[pet] xml_counts mode

Wed Feb 7 05:47:28 CET 2007

Hi all,

I have been playing around with -xml_counts mode and lexical type predictions,
and run into a slight problem with lexical rules (esp. inflectional
rules). What I want to be able to do is stipulate a set of lexical type(s) per
token and have the full lexical rule machinery kick in, conditioned on those
lexical types, e.g. something like the following:

<?xml version="1.0" encoding="utf-8" standalone="no" ?>
<!DOCTYPE pet-input-chart
 SYSTEM "/usr/share/lkb/src/preprocess/maf/pic.dtd">
<pet-input-chart>
<!-- The chance to laugh comes about -->
  <w id="W1" cstart="1" cend="4">
    <surface>The</surface>
  </w>
  <w id="W2" cstart="6" cend="11">
    <surface>chance</surface>
    <typeinfo id="W2S1" baseform="no" prio="1.0">
    <stem>$generic_n_vp_c_le</stem>
    </typeinfo>
  </w>
  <w id="W3" cstart="13" cend="14">
    <surface>to</surface>
  </w>
  <w id="W4" cstart="16" cend="20">
    <surface>laugh</surface>
  </w>
  <w id="W5" cstart="22" cend="25">
    <surface>comes</surface>
    <typeinfo id="W5S1" baseform="no" prio="1.0">
    <stem>$generic_v_p_le</stem>
    </typeinfo>
  </w>
  <w id="W6" cstart="27" cend="31">
    <surface>about</surface>
    <typeinfo id="W6S1" baseform="no" prio="1.0">
    <stem>$generic_p_np_ptcl_le</stem>
    </typeinfo>
  </w>
</pet-input-chart>

What I find I need to do in practice is:

<?xml version="1.0" encoding="utf-8" standalone="no" ?>
<!DOCTYPE pet-input-chart
 SYSTEM "/usr/share/lkb/src/preprocess/maf/pic.dtd">
<pet-input-chart>
<!-- The chance to laugh comes about -->
  <w id="W1" cstart="1" cend="4">
    <surface>The</surface>
  </w>
  <w id="W2" cstart="6" cend="11">
    <surface>chance</surface>
    <typeinfo id="W2S1" baseform="no" prio="1.0">
    <stem>$generic_n_vp_c_le</stem>
    </typeinfo>
  </w>
  <w id="W3" cstart="13" cend="14">
    <surface>to</surface>
  </w>
  <w id="W4" cstart="16" cend="20">
    <surface>laugh</surface>
  </w>
  <w id="W5" cstart="22" cend="25">
    <surface>comes</surface>
    <typeinfo id="W5S1" baseform="no" prio="1.0">
    <stem>$generic_v_p_le</stem>
    </typeinfo>
    <typeinfo id="W5S2" baseform="no" prio="1.0">
    <stem>$generic_v_p_le</stem>
    <infl name="$third_sg_fin_verb_orule"/>
    </typeinfo>
  </w>
  <w id="W6" cstart="27" cend="31">
    <surface>about</surface>
    <typeinfo id="W6S1" baseform="no" prio="1.0">
    <stem>$generic_p_np_ptcl_le</stem>
    </typeinfo>
  </w>
</pet-input-chart>

i.e. add in all the possible lexical rules that can apply to that lexical
type, or alternatively try to disambiguate which lexical rules apply to each
token (which I want to rely on the grammar to do for me).
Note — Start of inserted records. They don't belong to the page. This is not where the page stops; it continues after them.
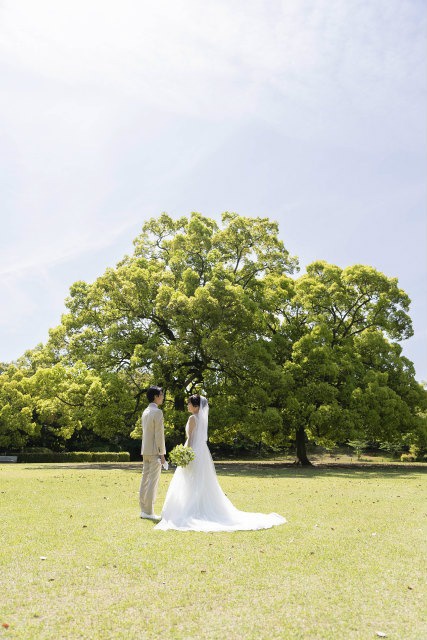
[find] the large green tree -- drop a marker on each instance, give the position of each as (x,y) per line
(191,308)
(202,306)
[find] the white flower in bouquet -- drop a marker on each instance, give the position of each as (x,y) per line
(181,456)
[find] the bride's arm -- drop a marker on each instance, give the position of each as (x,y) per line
(191,427)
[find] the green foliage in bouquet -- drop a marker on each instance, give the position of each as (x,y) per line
(181,456)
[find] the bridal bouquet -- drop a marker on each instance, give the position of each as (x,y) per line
(181,456)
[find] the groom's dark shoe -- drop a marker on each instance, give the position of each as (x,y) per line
(150,516)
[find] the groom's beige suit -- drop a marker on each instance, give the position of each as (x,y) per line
(153,446)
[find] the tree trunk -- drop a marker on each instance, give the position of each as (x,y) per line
(179,402)
(301,449)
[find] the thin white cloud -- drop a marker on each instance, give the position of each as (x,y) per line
(113,109)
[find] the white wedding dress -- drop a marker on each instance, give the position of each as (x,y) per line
(195,500)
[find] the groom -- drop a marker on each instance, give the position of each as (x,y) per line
(153,452)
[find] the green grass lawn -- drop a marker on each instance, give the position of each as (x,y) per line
(78,562)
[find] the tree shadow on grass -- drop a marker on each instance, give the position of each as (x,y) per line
(266,470)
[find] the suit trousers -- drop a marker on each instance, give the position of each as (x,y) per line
(151,469)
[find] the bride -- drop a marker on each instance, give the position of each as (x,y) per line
(195,500)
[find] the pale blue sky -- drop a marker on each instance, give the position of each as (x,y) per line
(312,113)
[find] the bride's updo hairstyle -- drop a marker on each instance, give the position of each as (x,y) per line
(194,400)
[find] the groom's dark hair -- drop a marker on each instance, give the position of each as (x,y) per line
(152,392)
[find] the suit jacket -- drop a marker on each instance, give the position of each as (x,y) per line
(153,432)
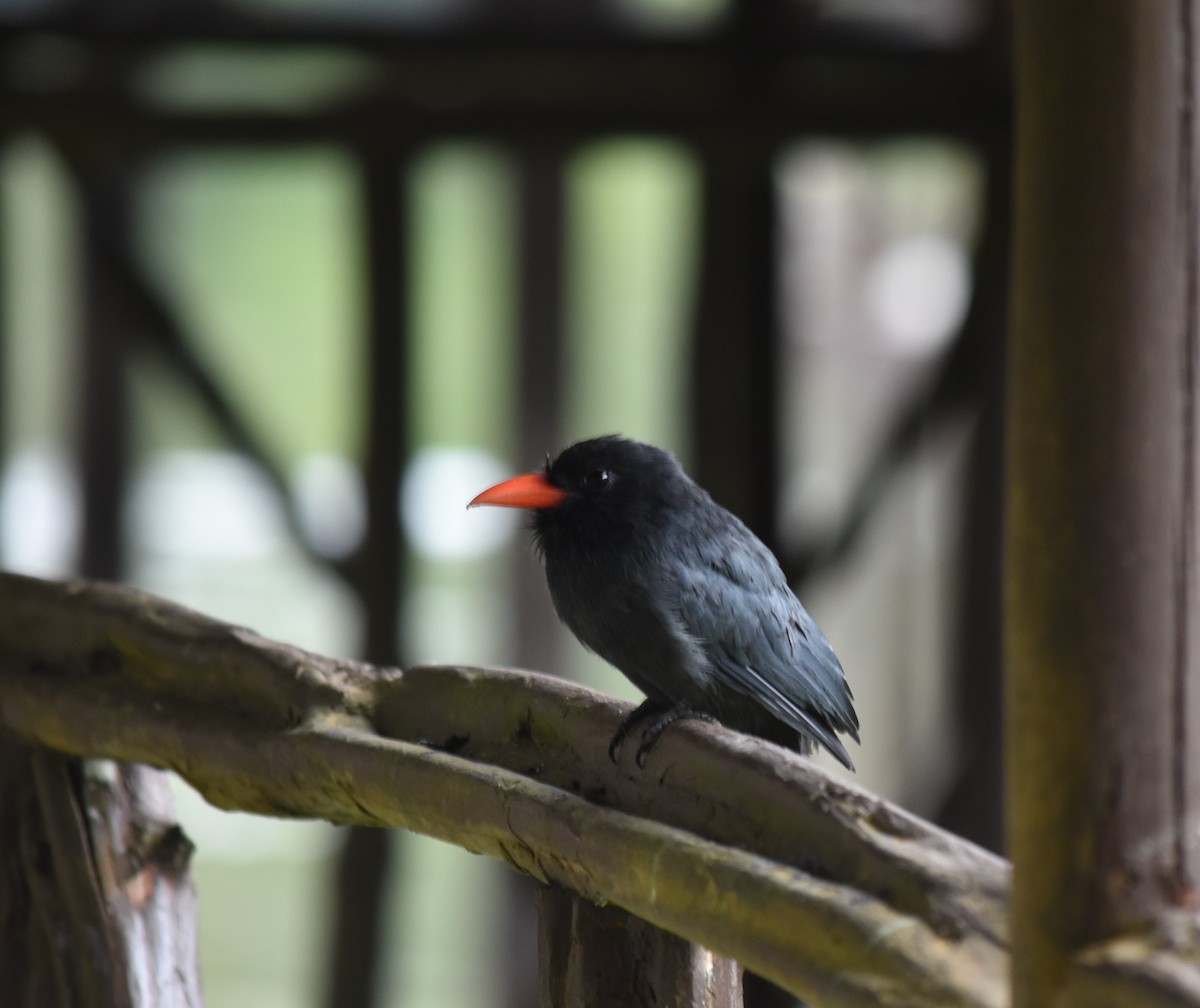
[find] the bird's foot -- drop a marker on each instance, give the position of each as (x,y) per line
(646,709)
(661,715)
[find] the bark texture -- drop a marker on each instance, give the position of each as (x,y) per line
(1103,606)
(727,841)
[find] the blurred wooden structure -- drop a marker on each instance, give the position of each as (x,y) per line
(538,79)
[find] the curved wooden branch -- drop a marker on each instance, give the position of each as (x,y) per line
(729,841)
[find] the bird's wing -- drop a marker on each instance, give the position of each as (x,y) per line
(736,601)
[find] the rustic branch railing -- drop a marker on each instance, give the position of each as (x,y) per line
(726,841)
(828,891)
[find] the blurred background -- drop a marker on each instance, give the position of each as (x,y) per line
(285,282)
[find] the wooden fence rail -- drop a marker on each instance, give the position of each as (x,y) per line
(729,843)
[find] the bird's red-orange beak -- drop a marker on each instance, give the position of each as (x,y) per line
(529,490)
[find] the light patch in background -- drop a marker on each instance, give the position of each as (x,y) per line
(207,503)
(330,503)
(437,487)
(40,515)
(918,289)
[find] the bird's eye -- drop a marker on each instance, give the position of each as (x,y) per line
(598,479)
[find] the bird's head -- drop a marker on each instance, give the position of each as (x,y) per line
(600,483)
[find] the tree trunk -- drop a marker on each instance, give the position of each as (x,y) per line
(1103,700)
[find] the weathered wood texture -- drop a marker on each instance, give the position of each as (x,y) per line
(97,909)
(1103,607)
(726,841)
(598,957)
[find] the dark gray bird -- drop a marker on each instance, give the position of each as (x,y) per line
(649,573)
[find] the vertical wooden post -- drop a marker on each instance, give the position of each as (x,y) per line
(369,856)
(1103,700)
(593,957)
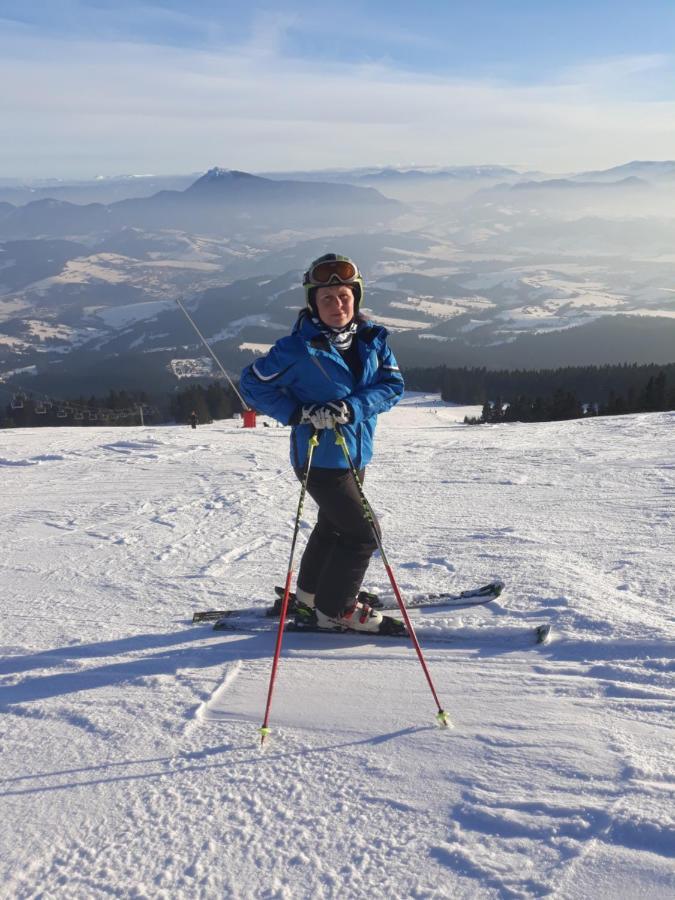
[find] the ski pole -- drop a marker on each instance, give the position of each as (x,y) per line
(313,442)
(441,716)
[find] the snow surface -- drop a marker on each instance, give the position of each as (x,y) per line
(130,753)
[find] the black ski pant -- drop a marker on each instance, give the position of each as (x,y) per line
(340,546)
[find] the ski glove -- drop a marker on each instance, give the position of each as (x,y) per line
(326,415)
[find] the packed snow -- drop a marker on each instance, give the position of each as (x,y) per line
(131,761)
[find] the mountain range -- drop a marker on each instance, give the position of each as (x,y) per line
(514,269)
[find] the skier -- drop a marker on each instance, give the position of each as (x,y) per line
(334,369)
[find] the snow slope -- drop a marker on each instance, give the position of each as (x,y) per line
(130,758)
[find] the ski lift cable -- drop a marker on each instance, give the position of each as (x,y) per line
(215,358)
(39,398)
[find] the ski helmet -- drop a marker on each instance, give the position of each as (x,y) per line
(332,269)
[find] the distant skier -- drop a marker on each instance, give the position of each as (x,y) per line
(335,368)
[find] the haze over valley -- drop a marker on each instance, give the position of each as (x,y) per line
(501,268)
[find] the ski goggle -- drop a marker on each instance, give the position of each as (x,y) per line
(330,271)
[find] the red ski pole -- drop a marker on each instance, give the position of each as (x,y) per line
(441,716)
(264,729)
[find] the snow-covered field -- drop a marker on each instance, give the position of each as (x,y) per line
(130,752)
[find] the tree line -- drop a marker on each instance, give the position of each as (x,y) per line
(552,394)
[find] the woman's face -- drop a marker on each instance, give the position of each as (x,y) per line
(335,305)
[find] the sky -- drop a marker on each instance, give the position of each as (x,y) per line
(92,87)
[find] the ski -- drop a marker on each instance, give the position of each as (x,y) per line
(463,599)
(540,634)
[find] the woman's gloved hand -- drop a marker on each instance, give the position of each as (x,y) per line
(325,415)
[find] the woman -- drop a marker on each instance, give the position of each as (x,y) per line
(334,369)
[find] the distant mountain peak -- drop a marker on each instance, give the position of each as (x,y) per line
(217,176)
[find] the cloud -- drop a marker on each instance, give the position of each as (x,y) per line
(78,108)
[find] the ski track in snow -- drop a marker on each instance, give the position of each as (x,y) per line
(130,749)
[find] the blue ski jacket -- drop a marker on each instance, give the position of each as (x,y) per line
(305,368)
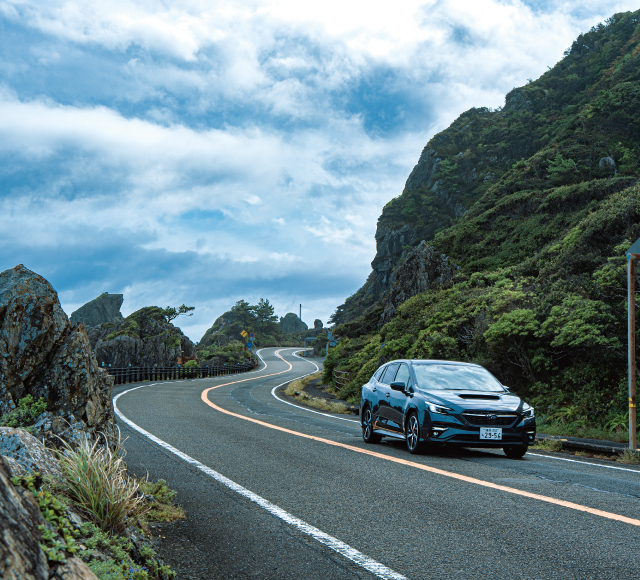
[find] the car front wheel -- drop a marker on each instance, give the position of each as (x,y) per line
(515,451)
(413,434)
(367,427)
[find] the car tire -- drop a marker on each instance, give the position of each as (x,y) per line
(367,427)
(412,434)
(515,451)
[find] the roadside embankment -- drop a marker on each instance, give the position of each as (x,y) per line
(311,392)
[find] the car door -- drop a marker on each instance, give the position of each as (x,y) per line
(397,400)
(384,395)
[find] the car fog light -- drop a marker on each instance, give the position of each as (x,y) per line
(437,431)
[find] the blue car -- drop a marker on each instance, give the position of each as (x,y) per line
(438,402)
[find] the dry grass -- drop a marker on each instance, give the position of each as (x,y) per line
(163,508)
(629,457)
(295,389)
(98,485)
(547,445)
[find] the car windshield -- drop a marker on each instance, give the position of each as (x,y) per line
(455,378)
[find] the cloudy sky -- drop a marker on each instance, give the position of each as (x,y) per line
(192,152)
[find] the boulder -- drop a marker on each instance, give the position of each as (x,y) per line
(292,323)
(41,354)
(422,269)
(144,339)
(104,308)
(21,555)
(390,245)
(25,450)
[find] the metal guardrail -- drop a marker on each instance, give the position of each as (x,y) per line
(139,374)
(341,378)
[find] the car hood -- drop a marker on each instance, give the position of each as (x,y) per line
(462,400)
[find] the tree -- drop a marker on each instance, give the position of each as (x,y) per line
(170,313)
(243,312)
(264,312)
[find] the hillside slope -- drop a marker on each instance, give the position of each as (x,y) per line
(532,207)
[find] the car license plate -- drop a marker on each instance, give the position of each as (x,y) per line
(491,433)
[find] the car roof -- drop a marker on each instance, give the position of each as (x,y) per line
(433,362)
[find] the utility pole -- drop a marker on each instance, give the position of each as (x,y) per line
(633,256)
(632,352)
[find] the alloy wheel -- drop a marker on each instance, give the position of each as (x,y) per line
(366,424)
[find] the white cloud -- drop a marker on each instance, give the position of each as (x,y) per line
(232,119)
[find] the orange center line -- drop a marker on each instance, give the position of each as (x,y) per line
(400,461)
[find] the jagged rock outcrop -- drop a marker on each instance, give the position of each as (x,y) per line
(41,354)
(425,170)
(292,323)
(422,269)
(390,244)
(21,553)
(104,308)
(25,450)
(144,338)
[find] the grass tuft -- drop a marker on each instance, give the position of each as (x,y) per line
(629,457)
(295,389)
(547,445)
(98,485)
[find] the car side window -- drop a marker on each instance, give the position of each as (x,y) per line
(404,375)
(389,374)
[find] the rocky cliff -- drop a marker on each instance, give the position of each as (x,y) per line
(42,355)
(536,202)
(574,125)
(143,338)
(422,269)
(104,308)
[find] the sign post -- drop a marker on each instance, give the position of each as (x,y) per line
(633,255)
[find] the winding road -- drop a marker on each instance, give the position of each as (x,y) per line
(277,491)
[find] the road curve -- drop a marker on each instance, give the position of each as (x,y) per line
(275,491)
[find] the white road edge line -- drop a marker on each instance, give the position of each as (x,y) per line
(376,568)
(273,393)
(585,462)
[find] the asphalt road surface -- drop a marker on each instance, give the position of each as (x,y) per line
(275,491)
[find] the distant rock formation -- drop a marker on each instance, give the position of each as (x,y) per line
(41,354)
(104,308)
(422,269)
(144,338)
(292,323)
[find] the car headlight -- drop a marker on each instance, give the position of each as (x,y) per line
(528,412)
(439,409)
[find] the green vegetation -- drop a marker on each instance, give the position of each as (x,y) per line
(296,390)
(540,296)
(151,321)
(107,553)
(25,415)
(170,313)
(224,341)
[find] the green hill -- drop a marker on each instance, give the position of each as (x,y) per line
(528,210)
(224,341)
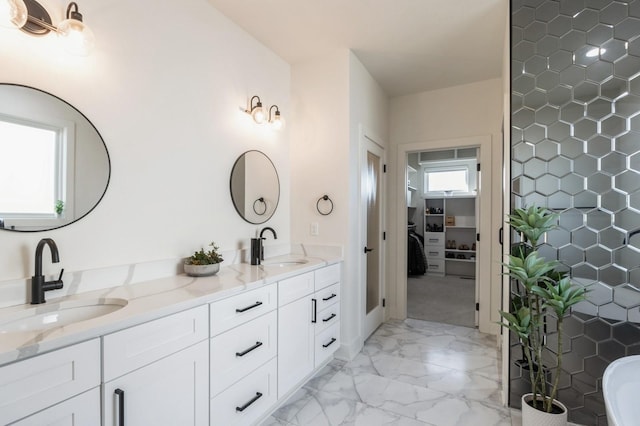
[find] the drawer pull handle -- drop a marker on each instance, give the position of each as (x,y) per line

Have I perhaps
misunderstood the XML input formalism, or is there some magic trick on the PET
side of things that I need? For the record, this is the invocation of PET I am
using:

# cat input.xml | cheap -tok=xml_counts -packing /nlptools/erg/20060905-supertagging/english.grm

The version of PET I am using is 0.99.13, and the version of the ERG is
Jul-06, with some naive playing around with gen-lex.tdl to be able to specify
terminal lexical types.

Tim